The program was successful enough that Orveon introduced the Buy with Prime option to Buxom in November 2023 and to Laura Mericer in November 2024. Nir said that the program has been critical at a time when fast, free shipping has become de rigueur for many consumers, but costly for brands.  

“During the pandemic, beauty brands were really focused on free shipping with every order and trying to be competitive with Amazon or Sephora or what have you,” said Nir. “The reality is, over the last few years, with [customer acquisition costs] going up so much, it’s hard for us to offer free shipping with every order. It just doesn’t make sense in our P&L necessarily.”

The adoption of Buy with Prime means brands are no longer competing against Amazon’s logistics dominance. And for Amazon, the program is a chance to keep its more than 200 million Prime members satisfied even outside of Amazon.com. According to Amazon, 50% of U.S. Prime members indicated that they are more likely to buy again from DTC sites that offer Prime shopping benefits, and brands using Buy with Prime have seen on average a 16% increase in sales after adopting the platform.

“Our position is that we’re neutral on whether a Prime member buys it on Amazon or off Amazon. And increasingly, these omnichannel brands feel the exact same way,” said Peter Larsen, vp of Buy with Prime at Amazon. “They just want to make it available wherever the shoppers may be.”

According to Larsen, the primary goal of Buy with Prime is not to convert outside shoppers to sign up for an Amazon Prime membership, which costs $14.99 per month or $139 per year. 

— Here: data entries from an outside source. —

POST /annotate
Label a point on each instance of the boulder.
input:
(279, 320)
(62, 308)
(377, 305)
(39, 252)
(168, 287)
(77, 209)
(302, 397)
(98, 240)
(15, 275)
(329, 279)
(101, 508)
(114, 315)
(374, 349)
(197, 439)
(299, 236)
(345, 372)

“Our real goal is that we’ve got hundreds of millions of Prime members in the U.S.,” he said. “We want to make them happy, first and foremost.” 

Amazon first launched Buy with Prime in 2022 in response to the post-Covid e-commerce boom. Larsen said participating Buy with Prime brands do not have to make any long-term commitment to the program, but they pay Amazon fulfillment fees and Prime service fees, which include 24/7 customer support, as they go. The program also allows brands to simplify their inventory management with DTC purchases coming directly from Amazon’s warehouses. 

“[Brands] get to manage the customer data. They have a relationship with the customer over time that they can build,” said Larsen. “They then start seeing it as a way to decrease costs by having one shared pool of inventory in our warehouses that can help serve both their Amazon as well as their off-Amazon channels.”

Amazon did not offer data on how many returning customers buy on Amazon directly after using Buy with Prime or remain on DTC channels. Laura Mercier, Buxom and Bare Minerals products are all available directly from Amazon’s Premium Beauty Store. The brands are also available on TikTok Shop, where they can be shipped with Buy with Prime. But Orveon offers specific perks to customers buying DTC, such as rewards programs and gifts with purchase. 

“We expect that acquisition costs are not going to get any cheaper anytime soon. So we’re focused on building up our loyalty and our retention programs,” said Nir. “We see Buy with Prime as another nice way for us to do that. If a customer is after fast, free shipping, we have that available to them. We’re able to segment to customers who may prefer to check out with Prime, and they don’t necessarily need to give up any of the other benefits of shopping on our DTC sites.”

Currently, Buy with Prime is only available to U.S. consumers. Larsen said Amazon is open to expanding the service internationally if the timing is right. 

“We’ve always found that if we just go to where the shoppers are and we make them as happy as we can, things work out in the end,” he said.